Panie Dulskie pragną się od siebie różnić. Nie zauważają jednak, że tak naprawdę są takie same. Z ich działań wyziera hipokryzja i drobnomieszczaństwo. Dbają tylko o własną wygodę. Nawet bunt jest wywołany w celu zmiany pewnego wizerunku. Na uwagę zasługują także odtwórcy ról drugoplanowych i pobocznych, a przede wszystkim – uwodzicielska i ironiczna Katarzyna Herman oraz milczący Olgierd Łukaszewicz.
– Cieszy mnie, że na ekranie spotkały się tak utalentowane osoby. Efekt końcowy filmu to przede wszystkim ich zasługa. Zapolska była doskonałą obserwatorką, a Bajon to wykorzystał. To dobra komedia z głębszym przekazem, komentował po pokazie widz Adrian Grudnicki.
Nie obyło się jednak bez minusów.

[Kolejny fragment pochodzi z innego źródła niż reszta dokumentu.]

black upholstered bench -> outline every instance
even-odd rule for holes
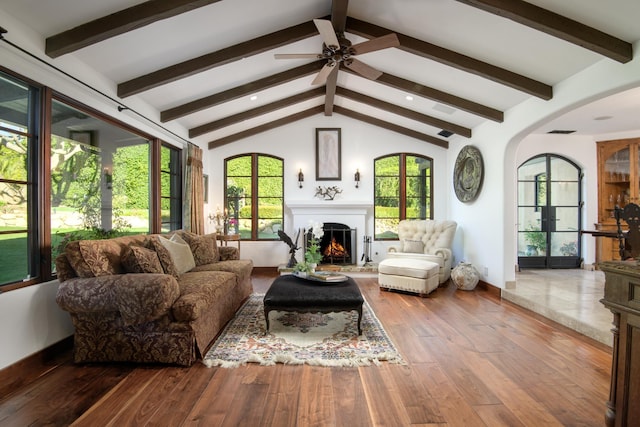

Intryga nie jest zbyt skomplikowana, przez co dalsze losy bohaterów nie są dla obserwatorów dużą niespodzianką. Szkoda, bo dłuższe utrzymanie widza w niepewności mogłoby sprawić, że dzieło byłoby bardziej interesujące. Brakuje także lepszego poprowadzenia postaci służącej Hanki granej przez Barbarę Wypych, a także filmowego utracjusza Łukasza Fabijańskiego. Grani przez nich bohaterowie są lekko przytłoczeni przez odtwórczynie tytułowych ról.

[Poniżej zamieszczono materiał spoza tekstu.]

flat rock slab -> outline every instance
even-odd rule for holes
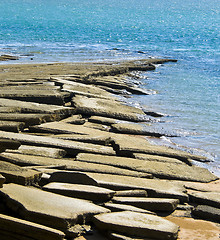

Filip Bajon stworzył świat, który jest zabawny, ale także przerażający. Działania bohaterów są naszpikowane fałszem, a obsesyjne przestrzeganie konwenansów sprowadzone jest niemal do absurdu. Ta przerysowana rzeczywistość podwójnej moralności nie jest nam jednak tak odległa jak mogłoby się wydawać. To właśnie sprawia, że po projekcji reżyser zostawia widza z cierpkim uśmiechem na twarzy.